= Plastique Fantastique =

British art group

Plastique Fantastique is a London-based art group active from 2004–present envisaged as a group of human and inhuman avatars delivering communiqués from the extreme past and the future. (Not to be confused with art duo Plastique Fantastique founded by Marco Canevacci and Yena Young in 1999.) The group was originally conceived of by Simon O’Sullivan, a Senior Lecturer in Art History/Visual Culture at Goldsmiths, London, in a text written about the hypothetical architects of the exhibition New Life at Chisenhale Gallery, London, a 2004 exhibition by the artist David Burrows.

Since the appearance of their first manifesto, the story of Plastique Fantastique has been narrated through their comics. Burrows and O'Sullivan are constant figures in the group with other members changing regularly. Past and present members of Plastique Fantastique include David Burrows, Simon O’Sullivan, Alex Marzeta, Vanessa Page, Mark Jackson, Benedict Drew, Frankie Roberts, Harriet Skully, Ana Benlloch, Stuart Tait, Tom Clark, Simon Davenport, Joe Murray, Lawrence Leaman, Samudradaka and Aryapala.

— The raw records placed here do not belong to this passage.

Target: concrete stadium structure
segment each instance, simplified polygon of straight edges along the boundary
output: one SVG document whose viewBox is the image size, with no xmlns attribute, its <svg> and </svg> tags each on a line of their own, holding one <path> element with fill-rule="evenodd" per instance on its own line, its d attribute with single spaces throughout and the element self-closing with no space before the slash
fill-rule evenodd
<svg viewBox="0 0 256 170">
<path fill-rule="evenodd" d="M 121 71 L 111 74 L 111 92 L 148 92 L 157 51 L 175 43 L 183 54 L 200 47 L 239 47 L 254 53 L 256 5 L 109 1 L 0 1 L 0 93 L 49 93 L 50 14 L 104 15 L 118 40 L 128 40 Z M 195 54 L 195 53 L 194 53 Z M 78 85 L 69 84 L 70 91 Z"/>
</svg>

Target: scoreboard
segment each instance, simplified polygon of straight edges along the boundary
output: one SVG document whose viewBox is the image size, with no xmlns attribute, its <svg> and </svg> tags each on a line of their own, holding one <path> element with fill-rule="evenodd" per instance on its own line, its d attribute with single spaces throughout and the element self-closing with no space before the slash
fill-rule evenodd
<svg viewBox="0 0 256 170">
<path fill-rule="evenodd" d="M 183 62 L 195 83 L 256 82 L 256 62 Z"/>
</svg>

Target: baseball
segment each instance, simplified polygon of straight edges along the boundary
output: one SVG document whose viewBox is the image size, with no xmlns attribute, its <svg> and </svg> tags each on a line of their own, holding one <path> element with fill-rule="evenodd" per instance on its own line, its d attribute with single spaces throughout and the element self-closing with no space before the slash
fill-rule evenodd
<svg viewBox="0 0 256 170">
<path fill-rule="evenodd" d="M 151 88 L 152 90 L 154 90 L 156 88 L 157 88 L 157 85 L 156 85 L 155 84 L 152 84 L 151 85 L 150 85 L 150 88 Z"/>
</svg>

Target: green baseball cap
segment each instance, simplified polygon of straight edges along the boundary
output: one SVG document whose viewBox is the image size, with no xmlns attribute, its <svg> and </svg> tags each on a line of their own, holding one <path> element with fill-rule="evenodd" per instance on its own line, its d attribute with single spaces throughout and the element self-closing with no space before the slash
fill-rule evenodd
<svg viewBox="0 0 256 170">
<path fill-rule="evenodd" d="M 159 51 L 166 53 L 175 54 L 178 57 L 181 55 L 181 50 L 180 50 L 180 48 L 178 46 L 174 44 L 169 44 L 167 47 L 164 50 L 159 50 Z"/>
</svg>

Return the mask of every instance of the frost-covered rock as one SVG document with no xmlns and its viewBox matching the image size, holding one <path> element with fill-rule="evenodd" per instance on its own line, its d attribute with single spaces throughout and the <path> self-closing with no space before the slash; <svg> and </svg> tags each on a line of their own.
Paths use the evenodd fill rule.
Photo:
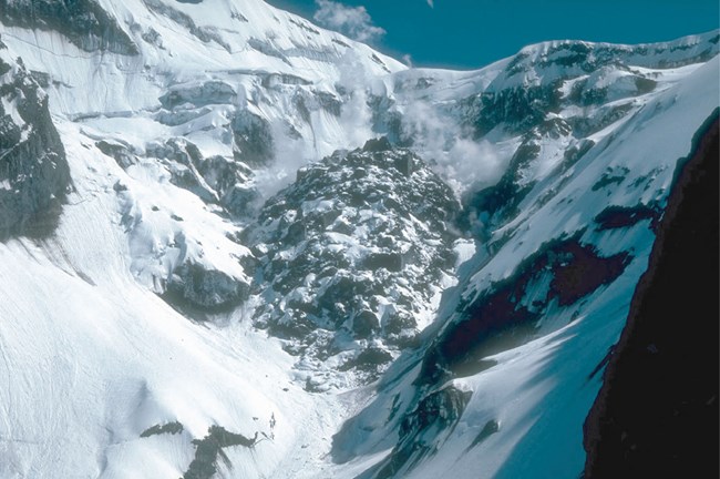
<svg viewBox="0 0 720 479">
<path fill-rule="evenodd" d="M 52 233 L 69 187 L 48 95 L 0 43 L 0 241 Z"/>
<path fill-rule="evenodd" d="M 390 354 L 363 353 L 411 345 L 452 277 L 457 213 L 450 187 L 385 139 L 298 171 L 250 233 L 265 289 L 256 324 L 295 354 L 381 369 Z"/>
</svg>

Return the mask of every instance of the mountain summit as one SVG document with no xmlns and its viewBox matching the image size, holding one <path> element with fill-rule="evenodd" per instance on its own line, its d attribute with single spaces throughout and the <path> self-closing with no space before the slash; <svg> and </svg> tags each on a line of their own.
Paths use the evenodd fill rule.
<svg viewBox="0 0 720 479">
<path fill-rule="evenodd" d="M 259 0 L 0 22 L 0 477 L 580 475 L 719 32 L 460 72 Z"/>
</svg>

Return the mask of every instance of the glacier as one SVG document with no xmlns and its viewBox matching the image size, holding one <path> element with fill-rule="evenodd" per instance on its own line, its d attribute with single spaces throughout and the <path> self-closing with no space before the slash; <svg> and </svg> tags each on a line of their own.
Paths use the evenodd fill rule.
<svg viewBox="0 0 720 479">
<path fill-rule="evenodd" d="M 582 472 L 719 32 L 450 71 L 259 0 L 0 8 L 0 477 Z"/>
</svg>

Exhibitions and performances include the Hayward Gallery touring exhibition Shonky at the Metropolitan Arts Centre, Belfast; Dundee Contemporary Arts and Bury Art Museum, Greater Manchester from 2017 to 2018, There ls Not and Never Has Been Anything To Understand! at ASC Gallery, London; 176 Zabludowicz Collection, London; YOUR EXTINCTION OUR FUTURE! at IMT Gallery, London; OUTPOST, Norwich; Apex, Portsmouth; Aliceday Gallery, Brussels and Pratt Manhattan Gallery, New York. They have participated in 'GSK Contemporary' at the Royal Academy of Arts, London, 'The Chemical Wedding' Tate Britain, London 2008, the 'Space Time T' Music Festival at the Wysing Arts Centre and the 2010 Tatton Park Biennial.

== Disambiguation ==

Founded in Berlin in 1999, Plastique Fantastique - Marco Canevacci and Yena Young is an art duo specializing in large-scale pneumatic art installations in the public realm. Operating internationally, their ephemeral site-specific interventions invite audiences to explore imaginary landscapes within existing urban environments. Their Berlin–Athens-based practice explores the intersection of spatial experimentation, collective experience, and public participation.